The following algorithm correctly computes \textit{\textbf{a}} valid colouring.
\begin{theorem}[]{Greedy-Colouring Algorithm}
For the number of colours $C(G)$ the \textsc{Greedy-Colouring} needs to colour the connected graph $G$ we have
\begin{align*}
\mathscr{X}(G) \leq C(G) \leq \Delta(G) + 1
\end{align*}
where $\Delta(G) := \max_{v\in V}\deg(v)$ is the maximum degree of a vertex in $G$. If the graph is stored as an adjacency list, the algorithm finds a colouring \tco{|E|}
\end{theorem}
\begin{algorithm}
\caption{\textsc{Greedy-Colouring}$(G)$}
\begin{algorithmic}[1]
\State Choose an arbitrary order of vertices $V = \{v_1, \ldots, v_n\}$
\State $c[v_1] \gets 1$
\For{$i = 2, \ldots, n$}
\State $c[v_i] \gets \min \{k \in \N \divides k \neq c(u) \smallhspace \forall u \in N(v_i) \cap \{v_1, \ldots, v_{i - 1}\}\}$ \Comment{Find minimum available colour}
\EndFor
\end{algorithmic}
\end{algorithm}
\begin{theorem}[]{Brook's theorem}
Let $G$ be a connected graph that is neither complete nor a cycle of uneven length (uneven cycle), we have
\begin{align*}
\mathscr{X}(G) \leq \Delta(G)
\end{align*}
and there is an algorithm that colours the graph using $\Delta(G)$ colours in \tco{|E|}. Otherwise $\mathscr{X}(G) \leq \Delta(G) + 1$
\end{theorem}
Of note is that a graph with an even number of vertices and edges does not contain an uneven cycle, so for an incomplete graph with an even number of edges and vertices, we always have that $\mathscr{X}(G) \leq \Delta(G)$
\begin{theorem}[]{Maximum degree}
Let $G$ be a graph and $k \in \N$ the number representing the maximum degree of any vertex of any induced subgraph of $G$. Then we have $\mathscr{X}(G) \leq k + 1$ and a $(k + 1)$-coloring can be found in \tco{|E|}
\end{theorem}
\begin{theorem}[]{Mycielski-Construction}
For all $k \geq 2$ there exists a triangle-free graph $G_k$ with $\mathscr{X}(G_k) \geq k$
\end{theorem}
It is even possible to show that for all $k, l \geq 2$ there exists a graph $G_{k, l}$ such that said graph doesn't contain a cycle of length \textit{at most} $l$, but we still have $\mathscr{X}(G_{k, l}) \geq k$.
To conclude this section, one last problem:
We are given a graph $G$ which we are told has $\mathscr{X}(G) = 3$. This means, we know that there is exists an order of processing for the \textsc{Greedy-Colouring} algorithm that only uses three colours.

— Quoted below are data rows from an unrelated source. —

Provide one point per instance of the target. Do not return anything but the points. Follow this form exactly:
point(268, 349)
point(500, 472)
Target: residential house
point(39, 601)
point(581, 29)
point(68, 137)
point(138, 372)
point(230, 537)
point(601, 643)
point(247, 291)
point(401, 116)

We don't know the colours, but we can find an upper bound for the number of colours needed
\begin{theorem}[]{$3$-colourable graphs}
Every $3$-colourable graph $G$ can be coloured in time \tco{|E|} using at most \tco{\sqrt{|V|}} colours
\end{theorem}
Since the graph has to be bipartite (because for each vertex $v$, its neighbours can only be coloured in $2$ other colours, because the graph can be $3$-coloured), we can use BFS and thus have linear time. The algorithm works as follows: We choose the vertices with the largest degree and apply three colours to them. For the ones of smaller degree, we apply Brook's theorem.